Input: "The quick brown fox", limit 12
Output: ["The quick", "brown fox"]
Approach¶
- Split the text into words.
- Maintain a running line. For each word, check if appending it (plus a space) would exceed the limit.
- If it fits, append. If not, flush the current line to the result and start a new line with the current word.
- After the loop, flush any remaining text.

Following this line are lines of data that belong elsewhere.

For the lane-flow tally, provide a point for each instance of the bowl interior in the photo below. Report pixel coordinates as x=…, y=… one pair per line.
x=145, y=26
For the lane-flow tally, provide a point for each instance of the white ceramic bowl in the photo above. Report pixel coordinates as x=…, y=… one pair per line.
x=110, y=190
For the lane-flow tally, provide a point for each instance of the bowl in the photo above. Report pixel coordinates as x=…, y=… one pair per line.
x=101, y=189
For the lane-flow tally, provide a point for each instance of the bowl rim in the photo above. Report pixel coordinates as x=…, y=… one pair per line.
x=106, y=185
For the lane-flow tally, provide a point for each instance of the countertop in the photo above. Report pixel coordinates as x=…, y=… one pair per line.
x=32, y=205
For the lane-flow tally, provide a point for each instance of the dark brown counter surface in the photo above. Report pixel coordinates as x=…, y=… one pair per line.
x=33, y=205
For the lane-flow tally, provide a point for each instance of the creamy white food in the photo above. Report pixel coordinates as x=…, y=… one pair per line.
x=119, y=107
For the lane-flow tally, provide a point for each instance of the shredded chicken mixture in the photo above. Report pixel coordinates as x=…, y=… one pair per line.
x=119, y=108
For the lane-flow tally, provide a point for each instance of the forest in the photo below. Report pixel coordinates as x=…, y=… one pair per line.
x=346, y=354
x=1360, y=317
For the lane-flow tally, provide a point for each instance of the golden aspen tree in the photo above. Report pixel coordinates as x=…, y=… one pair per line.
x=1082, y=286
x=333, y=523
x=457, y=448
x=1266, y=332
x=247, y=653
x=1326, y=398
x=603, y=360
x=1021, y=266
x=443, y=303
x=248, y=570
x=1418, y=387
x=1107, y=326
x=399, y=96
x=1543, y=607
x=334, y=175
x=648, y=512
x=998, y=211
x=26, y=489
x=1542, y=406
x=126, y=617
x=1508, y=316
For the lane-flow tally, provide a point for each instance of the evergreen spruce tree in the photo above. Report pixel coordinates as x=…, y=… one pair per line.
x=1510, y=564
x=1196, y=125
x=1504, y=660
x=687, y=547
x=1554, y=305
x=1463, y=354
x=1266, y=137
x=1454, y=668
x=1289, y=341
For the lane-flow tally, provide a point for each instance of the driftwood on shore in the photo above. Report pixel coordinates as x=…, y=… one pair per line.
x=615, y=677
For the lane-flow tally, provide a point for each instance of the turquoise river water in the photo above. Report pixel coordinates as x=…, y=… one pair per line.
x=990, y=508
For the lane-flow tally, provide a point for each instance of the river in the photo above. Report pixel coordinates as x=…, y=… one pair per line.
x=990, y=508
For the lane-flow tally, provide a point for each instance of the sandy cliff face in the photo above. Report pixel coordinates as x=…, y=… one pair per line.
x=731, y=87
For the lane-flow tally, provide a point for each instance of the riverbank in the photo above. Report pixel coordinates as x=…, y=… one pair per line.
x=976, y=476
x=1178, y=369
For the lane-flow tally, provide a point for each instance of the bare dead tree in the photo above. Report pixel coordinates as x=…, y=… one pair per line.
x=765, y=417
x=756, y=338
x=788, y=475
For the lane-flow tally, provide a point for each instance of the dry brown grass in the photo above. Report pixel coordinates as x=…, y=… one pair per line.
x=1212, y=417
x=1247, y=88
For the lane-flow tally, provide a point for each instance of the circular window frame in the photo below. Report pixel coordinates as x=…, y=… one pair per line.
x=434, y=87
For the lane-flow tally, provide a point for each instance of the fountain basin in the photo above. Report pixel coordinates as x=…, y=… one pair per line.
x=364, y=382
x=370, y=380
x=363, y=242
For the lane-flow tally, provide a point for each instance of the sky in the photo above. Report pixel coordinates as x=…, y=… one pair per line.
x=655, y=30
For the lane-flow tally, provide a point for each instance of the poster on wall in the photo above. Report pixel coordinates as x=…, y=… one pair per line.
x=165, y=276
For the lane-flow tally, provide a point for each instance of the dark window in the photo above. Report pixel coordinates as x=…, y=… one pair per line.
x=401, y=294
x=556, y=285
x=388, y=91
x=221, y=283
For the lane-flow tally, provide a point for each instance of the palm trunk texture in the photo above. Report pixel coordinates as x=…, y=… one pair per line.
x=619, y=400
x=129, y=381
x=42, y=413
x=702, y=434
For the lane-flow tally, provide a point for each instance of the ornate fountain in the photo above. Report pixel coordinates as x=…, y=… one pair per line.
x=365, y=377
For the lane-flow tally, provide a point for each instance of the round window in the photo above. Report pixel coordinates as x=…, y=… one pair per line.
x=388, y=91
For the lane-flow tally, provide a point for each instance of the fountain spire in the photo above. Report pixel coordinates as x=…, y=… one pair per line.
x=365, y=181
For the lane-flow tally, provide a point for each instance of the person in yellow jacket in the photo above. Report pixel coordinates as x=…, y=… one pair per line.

This is a single-pass greedy algorithm, no backtracking needed.
Implementation¶
def word_wrap(text, limit):
words = text.split(" ")
lines = []
current = ""
for word in words:
new_len = len(word) if not current else len(current) + len(word) + 1
if new_len > limit:
if current:
lines.append(current)
current = word
else:
current = f"{current} {word}".strip()
if current:
lines.append(current)
return lines
text = "The quick brown fox"
assert word_wrap(text, 12) == ["The quick", "brown fox"]
Complexity¶
- Time: O(n), single pass over all characters
- Space: O(n), storing the output lines
Takeaway¶
Word wrapping is a greedy interval-packing problem. The same pattern shows up when chunking documents for retrieval-augmented generation (RAG), you want to split text at natural boundaries without exceeding a token budget.